Select Page

Before the stock market opened on October 8, PepsiCo (PEP) reported third quarter earnings of $1.08 a share (5 cents above Wall Street projections) and revenue of $11.08 billion.

The earnings number was 5 cents a share above Wall Street earnings estimates, but the revenue number was $170 million light. Revenue indeed declined by 1.5% from the third quarter of 2008. Earnings were up just slightly from the $1.06 reported in the third quarter of 2008.

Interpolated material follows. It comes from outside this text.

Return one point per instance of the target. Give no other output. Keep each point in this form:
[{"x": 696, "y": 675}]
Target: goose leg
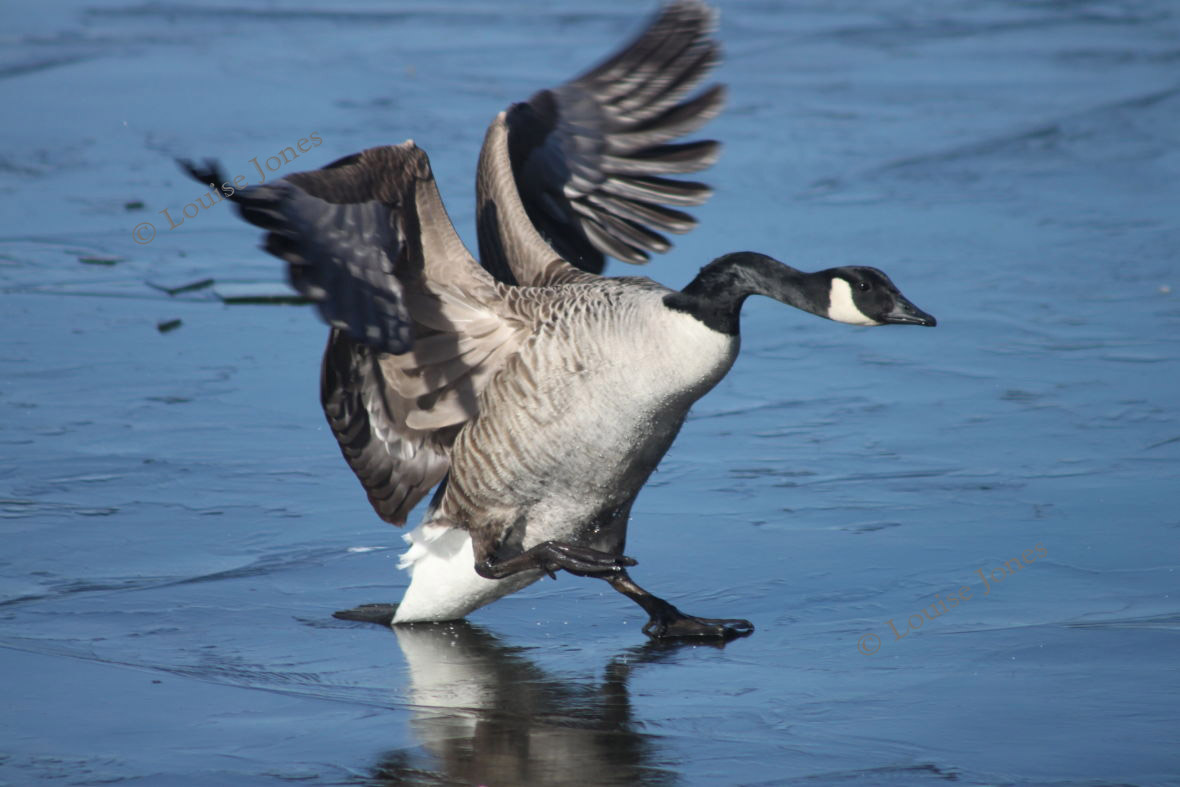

Two factors held down results.

First, the world may be emerging from recession but growth was still very low or even negative in the biggest parts of PepsiCo’s market (North America and Europe) for much of the quarter. Beverage volume fell by 6% in the Americas and snack volume was down 1% in Europe. Asia/Middle East/Africa revenue climbed 13% and operating profit was up 52% but volume in these market is still so much smaller than that in the company’s developed economy markets that this performance wasn’t enough to make up the difference.

Second, currency effects hurt revenue and earnings. PepsiCo said that in constant currency terms–correcting for changes in the exchange rates in the markets where the company does business–revenue would have been up by 5% (instead of down by  1.5%) and earning would have been up by 8%.

Going forward PepsiCo anticipates that currency effects will take a “mid-single digit” percentage bite out of earnings growth. In constant currency terms the company is looking for 11% to 13% earnings growth in 2010. (Those projections include cost-cutting achieved by PepsiCo’s acquisition of its two largest North American bottlers. PepsiCo said it expects that deal to close in the first half of 2010.)

So why did the stock tumble? Because it had climbed going into earnings and this is a sell on the news kind of market. PepsiCo disappointed momentum investors by merely affirming its previous guidance on earnings and revenue for the rest of 2009. Without new good news, they sold.

If’ you’ve been looking to get into PepsiCo, this drop is a good entry point. I’m not changing my current price target at all today. I raised the target price to $68 a share on October 2. I’m leaving it at that level.